Andrea M. Ghez, professor of Physics & Astronomy at UCLA and the Lauren B. Leichtman & Arthur E. Levine chair in Astrophysics, is one of the world’s leading experts in observational astrophysics and is director of UCLA’s Galactic Center Group. In 2020, she became the fourth woman to be awarded the Nobel Prize in Physics for her independent discovery of a supermassive compact object, now generally recognized to be a black hole in the Milky Way’s galactic center.
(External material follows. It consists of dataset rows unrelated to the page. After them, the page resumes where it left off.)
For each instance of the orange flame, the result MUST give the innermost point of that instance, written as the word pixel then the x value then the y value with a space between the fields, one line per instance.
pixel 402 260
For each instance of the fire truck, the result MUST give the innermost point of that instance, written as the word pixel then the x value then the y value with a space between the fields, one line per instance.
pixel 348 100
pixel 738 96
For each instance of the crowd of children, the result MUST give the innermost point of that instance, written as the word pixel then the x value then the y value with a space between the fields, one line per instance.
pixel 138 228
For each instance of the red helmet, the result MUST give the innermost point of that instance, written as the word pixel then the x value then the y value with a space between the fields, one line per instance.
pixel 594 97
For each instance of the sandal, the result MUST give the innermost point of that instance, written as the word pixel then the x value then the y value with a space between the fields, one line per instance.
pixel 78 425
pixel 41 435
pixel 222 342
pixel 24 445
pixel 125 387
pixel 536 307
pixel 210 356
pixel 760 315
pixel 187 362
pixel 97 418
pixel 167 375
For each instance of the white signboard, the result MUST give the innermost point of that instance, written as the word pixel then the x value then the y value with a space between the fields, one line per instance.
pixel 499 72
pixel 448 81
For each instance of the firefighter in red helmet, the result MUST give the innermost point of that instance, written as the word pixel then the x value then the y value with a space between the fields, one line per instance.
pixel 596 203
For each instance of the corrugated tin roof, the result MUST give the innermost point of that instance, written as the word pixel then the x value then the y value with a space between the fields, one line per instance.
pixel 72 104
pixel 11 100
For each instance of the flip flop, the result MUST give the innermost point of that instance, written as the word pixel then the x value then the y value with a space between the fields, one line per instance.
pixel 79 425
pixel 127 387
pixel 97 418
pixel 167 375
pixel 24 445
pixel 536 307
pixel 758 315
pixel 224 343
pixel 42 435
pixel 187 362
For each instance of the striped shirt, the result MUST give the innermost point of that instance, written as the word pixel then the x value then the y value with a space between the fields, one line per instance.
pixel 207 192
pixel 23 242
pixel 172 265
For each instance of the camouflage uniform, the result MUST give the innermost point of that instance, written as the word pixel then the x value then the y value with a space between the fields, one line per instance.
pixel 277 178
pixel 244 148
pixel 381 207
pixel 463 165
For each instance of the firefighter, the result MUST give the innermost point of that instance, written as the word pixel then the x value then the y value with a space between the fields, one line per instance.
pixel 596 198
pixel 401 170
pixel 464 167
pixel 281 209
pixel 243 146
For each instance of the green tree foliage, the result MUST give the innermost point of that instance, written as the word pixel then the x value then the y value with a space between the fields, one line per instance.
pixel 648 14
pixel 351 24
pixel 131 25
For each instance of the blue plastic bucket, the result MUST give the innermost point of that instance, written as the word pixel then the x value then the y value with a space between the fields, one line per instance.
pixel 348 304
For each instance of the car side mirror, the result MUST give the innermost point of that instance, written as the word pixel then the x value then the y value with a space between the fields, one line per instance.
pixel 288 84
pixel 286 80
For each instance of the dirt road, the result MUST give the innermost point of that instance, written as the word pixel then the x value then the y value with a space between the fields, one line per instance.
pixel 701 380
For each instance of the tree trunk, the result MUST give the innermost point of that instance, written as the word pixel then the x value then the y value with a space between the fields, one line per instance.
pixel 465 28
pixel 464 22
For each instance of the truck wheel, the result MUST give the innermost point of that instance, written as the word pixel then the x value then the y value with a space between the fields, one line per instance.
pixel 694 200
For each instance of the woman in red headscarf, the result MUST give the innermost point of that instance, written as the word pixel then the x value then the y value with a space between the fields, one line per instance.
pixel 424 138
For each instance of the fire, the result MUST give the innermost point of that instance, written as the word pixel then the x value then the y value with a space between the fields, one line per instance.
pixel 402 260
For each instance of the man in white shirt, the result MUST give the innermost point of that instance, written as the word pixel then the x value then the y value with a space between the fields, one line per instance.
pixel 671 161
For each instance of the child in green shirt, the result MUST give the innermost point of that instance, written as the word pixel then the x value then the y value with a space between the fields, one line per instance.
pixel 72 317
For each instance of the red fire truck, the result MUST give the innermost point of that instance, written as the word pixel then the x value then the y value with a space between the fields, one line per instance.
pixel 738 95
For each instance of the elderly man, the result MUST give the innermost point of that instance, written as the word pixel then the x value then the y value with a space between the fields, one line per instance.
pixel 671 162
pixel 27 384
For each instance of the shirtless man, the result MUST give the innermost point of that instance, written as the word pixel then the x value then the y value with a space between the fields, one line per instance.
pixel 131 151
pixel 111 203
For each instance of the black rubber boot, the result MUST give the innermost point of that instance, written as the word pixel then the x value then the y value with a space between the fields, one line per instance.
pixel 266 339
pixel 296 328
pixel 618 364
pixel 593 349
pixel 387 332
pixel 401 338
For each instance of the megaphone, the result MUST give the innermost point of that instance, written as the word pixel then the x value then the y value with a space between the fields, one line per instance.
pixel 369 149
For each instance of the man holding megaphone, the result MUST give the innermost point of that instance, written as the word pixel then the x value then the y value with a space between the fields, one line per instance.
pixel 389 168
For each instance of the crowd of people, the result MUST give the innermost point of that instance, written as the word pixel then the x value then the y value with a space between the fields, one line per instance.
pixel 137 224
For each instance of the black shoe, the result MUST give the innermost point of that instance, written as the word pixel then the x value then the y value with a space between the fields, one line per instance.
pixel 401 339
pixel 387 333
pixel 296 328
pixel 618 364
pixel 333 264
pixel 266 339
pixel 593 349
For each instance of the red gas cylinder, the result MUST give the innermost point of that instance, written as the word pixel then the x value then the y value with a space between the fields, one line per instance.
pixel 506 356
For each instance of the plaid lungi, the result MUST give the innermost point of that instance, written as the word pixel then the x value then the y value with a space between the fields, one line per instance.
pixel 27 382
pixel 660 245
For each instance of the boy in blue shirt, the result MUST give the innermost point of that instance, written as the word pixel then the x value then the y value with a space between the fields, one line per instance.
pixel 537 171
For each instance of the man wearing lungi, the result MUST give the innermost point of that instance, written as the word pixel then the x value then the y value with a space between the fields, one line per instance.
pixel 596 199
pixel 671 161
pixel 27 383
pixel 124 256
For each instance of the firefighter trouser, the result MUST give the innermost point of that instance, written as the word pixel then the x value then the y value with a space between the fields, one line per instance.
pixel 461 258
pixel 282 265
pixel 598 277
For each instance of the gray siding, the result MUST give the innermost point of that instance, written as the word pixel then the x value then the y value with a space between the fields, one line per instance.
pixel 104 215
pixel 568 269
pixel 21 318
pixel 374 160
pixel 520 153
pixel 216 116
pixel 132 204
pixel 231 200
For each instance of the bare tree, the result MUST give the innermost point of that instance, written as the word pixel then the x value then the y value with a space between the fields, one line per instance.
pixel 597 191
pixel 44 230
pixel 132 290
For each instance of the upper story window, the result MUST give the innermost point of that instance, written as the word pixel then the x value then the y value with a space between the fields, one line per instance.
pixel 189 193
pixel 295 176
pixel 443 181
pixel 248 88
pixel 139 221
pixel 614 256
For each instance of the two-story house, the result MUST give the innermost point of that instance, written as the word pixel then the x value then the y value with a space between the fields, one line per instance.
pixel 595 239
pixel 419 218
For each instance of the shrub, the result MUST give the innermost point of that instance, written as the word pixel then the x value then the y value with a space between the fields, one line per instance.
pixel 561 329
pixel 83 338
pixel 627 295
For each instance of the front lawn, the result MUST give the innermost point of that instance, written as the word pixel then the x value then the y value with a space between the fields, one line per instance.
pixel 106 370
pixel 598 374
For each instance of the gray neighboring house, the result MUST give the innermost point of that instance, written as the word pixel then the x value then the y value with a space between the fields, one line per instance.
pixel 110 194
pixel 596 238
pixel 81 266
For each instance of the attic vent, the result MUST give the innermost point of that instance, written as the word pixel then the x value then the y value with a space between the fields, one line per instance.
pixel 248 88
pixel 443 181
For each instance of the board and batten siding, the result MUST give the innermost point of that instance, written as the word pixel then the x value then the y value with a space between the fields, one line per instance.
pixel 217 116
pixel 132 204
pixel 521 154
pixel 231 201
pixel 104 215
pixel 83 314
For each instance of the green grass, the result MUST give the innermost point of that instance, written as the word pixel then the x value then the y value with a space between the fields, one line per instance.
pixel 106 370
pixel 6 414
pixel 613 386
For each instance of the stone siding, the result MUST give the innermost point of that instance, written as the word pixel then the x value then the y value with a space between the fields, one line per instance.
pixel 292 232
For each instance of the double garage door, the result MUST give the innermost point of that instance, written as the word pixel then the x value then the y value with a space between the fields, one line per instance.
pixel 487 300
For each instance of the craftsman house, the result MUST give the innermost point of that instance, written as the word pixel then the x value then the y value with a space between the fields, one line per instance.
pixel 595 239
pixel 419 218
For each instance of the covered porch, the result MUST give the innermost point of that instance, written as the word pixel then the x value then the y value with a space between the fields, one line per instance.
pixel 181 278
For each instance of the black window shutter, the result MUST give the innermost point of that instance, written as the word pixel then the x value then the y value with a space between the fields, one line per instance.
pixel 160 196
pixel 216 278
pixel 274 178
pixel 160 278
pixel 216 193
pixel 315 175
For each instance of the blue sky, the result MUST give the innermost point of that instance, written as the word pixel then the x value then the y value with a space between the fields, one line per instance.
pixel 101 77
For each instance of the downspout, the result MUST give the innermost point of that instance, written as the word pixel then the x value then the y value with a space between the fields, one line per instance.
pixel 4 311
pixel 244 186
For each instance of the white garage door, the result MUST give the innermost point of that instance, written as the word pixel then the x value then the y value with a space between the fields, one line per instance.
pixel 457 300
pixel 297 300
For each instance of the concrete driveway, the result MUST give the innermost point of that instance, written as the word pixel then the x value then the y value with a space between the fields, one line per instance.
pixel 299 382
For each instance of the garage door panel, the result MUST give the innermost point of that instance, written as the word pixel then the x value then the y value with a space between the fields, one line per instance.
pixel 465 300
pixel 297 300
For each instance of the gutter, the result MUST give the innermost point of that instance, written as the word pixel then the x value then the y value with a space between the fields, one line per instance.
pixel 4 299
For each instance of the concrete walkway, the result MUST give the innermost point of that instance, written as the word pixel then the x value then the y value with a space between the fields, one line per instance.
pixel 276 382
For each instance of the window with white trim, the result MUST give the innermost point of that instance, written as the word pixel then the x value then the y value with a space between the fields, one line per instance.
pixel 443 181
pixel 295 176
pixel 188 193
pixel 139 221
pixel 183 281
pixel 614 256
Her work on the orbits of stars at the center of the Milky Way has opened a new approach to studying black holes, and her group is currently focused on using this approach to understand the physics of gravity near a black hole and the role that black holes play in the formation and evolution of galaxies.

 

Advances in high-resolution imaging technology enabled Professor Ghez’s work and her group continues to work on pushing the frontiers of these technologies forward. She serves on several leadership committees for the W.M. Keck Observatory in Hawaii, which hosts the largest telescopes in the world, and the future Thirty Meter Telescope. Professor Ghez is also very committed to the communication of science to the general public and inspiring young girls to enter the field of science. She earned her B.S. from MIT in 1987 and her Ph.D. from Caltech in 1992 and has been on the faculty at UCLA since 1994. She has won numerous awards, including the Crafoord Prize in Astronomy from the Royal Swedish Academy of Science, where she is the first woman to win this prize in any field.